With the rising cost of crude oil and almost 100 percent importation of finished petroleum products, the cost of subsidy on the federal government is projected to exceed N1.5 trillion before the end of the fiscal year, even though that amount was not budgeted for in the 2021 fiscal budget.
The importation of petroleum products takes 40 percent of Nigeria’s foreign exchange. Although the Nigerian National Petroleum Corporation (NNPC) said recently that Nigeria consumes 103 million liters of premium motor spirit daily, analysts say Nigeria’s actual consumption is less than 40 million, which means Nigeria’s current subsidy regime feeds by more than half of her resources to neighbouring economies.
Hence, the more revenue Nigeria gets from increased prices of crude oil the more the federal government’s expenditure will be devoted to paying subsidies for neighbouring countries, which is no good news from higher crude prices.
The signing of the Petroleum industry Bill into an Act has not made any difference as the law makes provision for at least one year transition period.

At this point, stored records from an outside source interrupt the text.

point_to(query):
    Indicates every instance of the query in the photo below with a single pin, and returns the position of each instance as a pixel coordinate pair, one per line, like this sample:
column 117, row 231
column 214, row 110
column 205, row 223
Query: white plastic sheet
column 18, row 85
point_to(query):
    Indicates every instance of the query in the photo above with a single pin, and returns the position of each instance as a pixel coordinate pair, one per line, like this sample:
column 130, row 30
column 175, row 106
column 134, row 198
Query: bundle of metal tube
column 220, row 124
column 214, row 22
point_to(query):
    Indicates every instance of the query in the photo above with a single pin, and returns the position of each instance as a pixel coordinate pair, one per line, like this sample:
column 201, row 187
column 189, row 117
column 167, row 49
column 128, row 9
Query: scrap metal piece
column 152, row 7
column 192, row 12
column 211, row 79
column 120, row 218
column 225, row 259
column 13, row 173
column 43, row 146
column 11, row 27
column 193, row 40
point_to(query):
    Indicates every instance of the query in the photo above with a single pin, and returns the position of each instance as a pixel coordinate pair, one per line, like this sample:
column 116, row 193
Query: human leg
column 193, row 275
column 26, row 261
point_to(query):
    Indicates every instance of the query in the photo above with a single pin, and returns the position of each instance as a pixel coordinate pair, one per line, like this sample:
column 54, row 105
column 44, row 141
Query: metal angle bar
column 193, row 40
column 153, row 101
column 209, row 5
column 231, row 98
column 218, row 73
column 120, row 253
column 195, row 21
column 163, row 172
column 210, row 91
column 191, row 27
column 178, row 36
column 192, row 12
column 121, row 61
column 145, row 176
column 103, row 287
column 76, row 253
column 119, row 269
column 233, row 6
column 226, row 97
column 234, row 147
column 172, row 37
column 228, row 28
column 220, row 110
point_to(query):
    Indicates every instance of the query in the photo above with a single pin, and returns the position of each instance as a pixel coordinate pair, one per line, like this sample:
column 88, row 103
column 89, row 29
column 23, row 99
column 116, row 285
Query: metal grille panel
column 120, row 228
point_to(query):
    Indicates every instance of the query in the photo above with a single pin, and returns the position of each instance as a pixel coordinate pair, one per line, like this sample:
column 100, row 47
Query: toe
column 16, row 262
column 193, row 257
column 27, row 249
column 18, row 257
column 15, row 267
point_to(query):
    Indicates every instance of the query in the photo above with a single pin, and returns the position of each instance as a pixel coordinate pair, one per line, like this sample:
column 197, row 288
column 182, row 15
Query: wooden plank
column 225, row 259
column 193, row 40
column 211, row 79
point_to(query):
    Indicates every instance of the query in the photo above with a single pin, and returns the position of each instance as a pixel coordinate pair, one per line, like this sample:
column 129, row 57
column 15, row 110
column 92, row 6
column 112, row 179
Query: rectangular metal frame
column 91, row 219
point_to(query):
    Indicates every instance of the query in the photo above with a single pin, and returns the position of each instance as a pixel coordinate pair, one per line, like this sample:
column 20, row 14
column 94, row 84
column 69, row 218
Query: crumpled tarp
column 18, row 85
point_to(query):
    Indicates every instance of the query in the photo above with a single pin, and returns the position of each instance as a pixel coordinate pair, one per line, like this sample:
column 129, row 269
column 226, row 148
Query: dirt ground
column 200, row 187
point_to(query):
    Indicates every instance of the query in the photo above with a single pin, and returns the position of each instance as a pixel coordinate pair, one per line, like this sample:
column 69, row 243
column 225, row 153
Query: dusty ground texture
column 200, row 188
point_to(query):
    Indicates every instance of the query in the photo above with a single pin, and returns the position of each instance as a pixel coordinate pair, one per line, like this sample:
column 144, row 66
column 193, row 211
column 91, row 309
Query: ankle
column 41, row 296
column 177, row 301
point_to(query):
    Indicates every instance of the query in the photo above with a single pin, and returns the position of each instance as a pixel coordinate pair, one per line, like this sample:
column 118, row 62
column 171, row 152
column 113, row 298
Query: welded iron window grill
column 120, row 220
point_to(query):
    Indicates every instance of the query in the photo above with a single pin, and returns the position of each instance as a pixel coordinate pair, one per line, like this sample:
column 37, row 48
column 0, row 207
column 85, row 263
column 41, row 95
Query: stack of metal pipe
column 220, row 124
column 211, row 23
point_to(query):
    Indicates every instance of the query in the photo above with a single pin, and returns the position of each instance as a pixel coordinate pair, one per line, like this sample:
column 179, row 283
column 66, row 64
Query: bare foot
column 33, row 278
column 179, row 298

Contrary to expectations that the signing of the Petroleum Industry Act (PIA) would automatically commence the deregulation of the downstream sector, especially the removal of subsidy, the federal government said the retail price of premium motor spirit will remain at N162 per litre until a feasible framework is developed.
Analysts say with the current landing cost of PMS the removal of subsidy will lead to an upward review of petrol retail price rising to at least N400 a litre.
The group general manager in charge of Public Affairs Division of the Nigerian National Petroleum Corporation (NNPC), Garba Deen Muhammad, confirmed that fuel subsidy would remain, pending the outcome of the current negotiations with labour unions in the country.
He said there would be chaos in the country if the subsidy was removed now. “The government is discussing with labour to find a lasting solution to the concern,” he said.